The infotainment system features support for Amazon Alexa voice control. Nissan says this allows owners to remotely check the status of the Ariya’s battery pack and range. Using the same function, drivers can also activate household smart devices, such as lights and heating, using the Ariya’s infotainment system.
Elsewhere in the cabin, there’s extensive use of either plush materials or simple, textured surfaces; the overall look is considerably more premium than any Nissan we’ve seen before. Under the instrument panel there’s a storage box that incorporates a slide-out tray that can turn the front cabin into a mobile office. And the flat floor and relatively long wheelbase should deliver good space for rear-seat passengers.
The boot capacity is 466 litres on two-wheel-drive cars, but e-4ORCE models lose a little of that because of the additional motor; their load bay stands at 408 litres.
Prices and specs
For £41,845, the Ariya Advance offers all the aforementioned kit, and an interior trimmed in black synthetic leather with fabric inserts. The two-wheel drive Evolve model gains a 22kW charger, a Bose stereo and an electric panoramic sunroof for £51,090.
Evolve models can also be specified with black or grey synthetic leather upholstery, or blue Nappa leather. A set of 20-inch alloy wheels - unavailable with the Ariya Advance - can be optioned, too, as well as the Sport Pack. This bundles the 20-inch alloy wheels with the blue Nappa leather interior for a small cost saving.
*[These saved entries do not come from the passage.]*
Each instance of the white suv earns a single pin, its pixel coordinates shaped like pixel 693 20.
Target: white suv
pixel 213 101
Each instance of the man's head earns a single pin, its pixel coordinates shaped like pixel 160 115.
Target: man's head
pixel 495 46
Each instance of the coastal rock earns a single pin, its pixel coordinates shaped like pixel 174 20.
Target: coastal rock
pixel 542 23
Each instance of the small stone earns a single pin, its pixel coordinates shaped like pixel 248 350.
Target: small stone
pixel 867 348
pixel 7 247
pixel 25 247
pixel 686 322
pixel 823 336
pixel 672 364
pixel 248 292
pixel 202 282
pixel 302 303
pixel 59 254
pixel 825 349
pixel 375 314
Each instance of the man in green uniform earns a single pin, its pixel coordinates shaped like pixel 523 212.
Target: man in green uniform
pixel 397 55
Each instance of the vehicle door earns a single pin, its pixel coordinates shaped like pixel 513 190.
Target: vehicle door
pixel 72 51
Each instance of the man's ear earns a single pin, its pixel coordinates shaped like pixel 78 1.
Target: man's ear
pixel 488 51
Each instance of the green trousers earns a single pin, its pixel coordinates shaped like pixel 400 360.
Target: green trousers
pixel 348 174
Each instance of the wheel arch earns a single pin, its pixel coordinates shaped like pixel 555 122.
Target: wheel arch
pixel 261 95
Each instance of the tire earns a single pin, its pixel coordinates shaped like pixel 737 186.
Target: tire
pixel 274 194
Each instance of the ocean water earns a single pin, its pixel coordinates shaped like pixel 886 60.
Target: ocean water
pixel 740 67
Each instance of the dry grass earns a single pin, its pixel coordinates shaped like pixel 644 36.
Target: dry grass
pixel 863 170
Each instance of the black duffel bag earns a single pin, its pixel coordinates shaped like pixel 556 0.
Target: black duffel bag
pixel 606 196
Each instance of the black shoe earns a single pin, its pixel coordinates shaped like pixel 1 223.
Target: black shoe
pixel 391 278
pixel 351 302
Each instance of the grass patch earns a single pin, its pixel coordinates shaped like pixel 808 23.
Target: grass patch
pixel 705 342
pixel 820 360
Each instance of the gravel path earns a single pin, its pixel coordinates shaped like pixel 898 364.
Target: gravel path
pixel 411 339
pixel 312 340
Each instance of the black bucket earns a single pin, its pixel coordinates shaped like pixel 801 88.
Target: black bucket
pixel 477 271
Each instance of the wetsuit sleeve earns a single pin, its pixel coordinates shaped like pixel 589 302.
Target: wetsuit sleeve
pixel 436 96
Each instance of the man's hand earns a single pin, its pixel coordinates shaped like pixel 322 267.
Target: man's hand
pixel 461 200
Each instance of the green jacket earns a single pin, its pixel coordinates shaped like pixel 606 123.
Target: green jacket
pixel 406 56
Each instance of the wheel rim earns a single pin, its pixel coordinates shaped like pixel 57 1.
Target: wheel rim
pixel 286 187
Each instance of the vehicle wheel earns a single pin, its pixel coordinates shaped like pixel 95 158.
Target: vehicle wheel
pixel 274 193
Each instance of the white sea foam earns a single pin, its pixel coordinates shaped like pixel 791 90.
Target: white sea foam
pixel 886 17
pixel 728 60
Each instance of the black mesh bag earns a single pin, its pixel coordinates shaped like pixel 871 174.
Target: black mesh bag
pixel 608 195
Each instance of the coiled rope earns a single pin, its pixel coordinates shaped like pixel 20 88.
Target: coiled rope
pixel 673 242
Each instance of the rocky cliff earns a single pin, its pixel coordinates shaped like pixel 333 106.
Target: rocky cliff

The e-4ORCE Evolve offers the same kit list and commands a £2,700 premium.
The range-topping Ariya e-4ORCE Performance costs from £58,440, and includes the most extensive standard equipment list: blue Nappa leather upholstery, 20-inch alloys and the Bose sound system are all fitted as standard. A head-up display and ‘intelligent’ rearview mirror also feature.
Nissan predicts strong residuals for the Ariya compared with its rivals; pricing experts CAP HPI expect the car to retain 57 per cent of its value over three years and 30,000 miles. The Ariya can also be ordered on a PCP scheme, with monthly payments starting from £629 for the Evolve model with 5.81 per cent APR and a £6,616 deposit. This offer is over a 37-month contract, with an annual mileage limit of 10,000.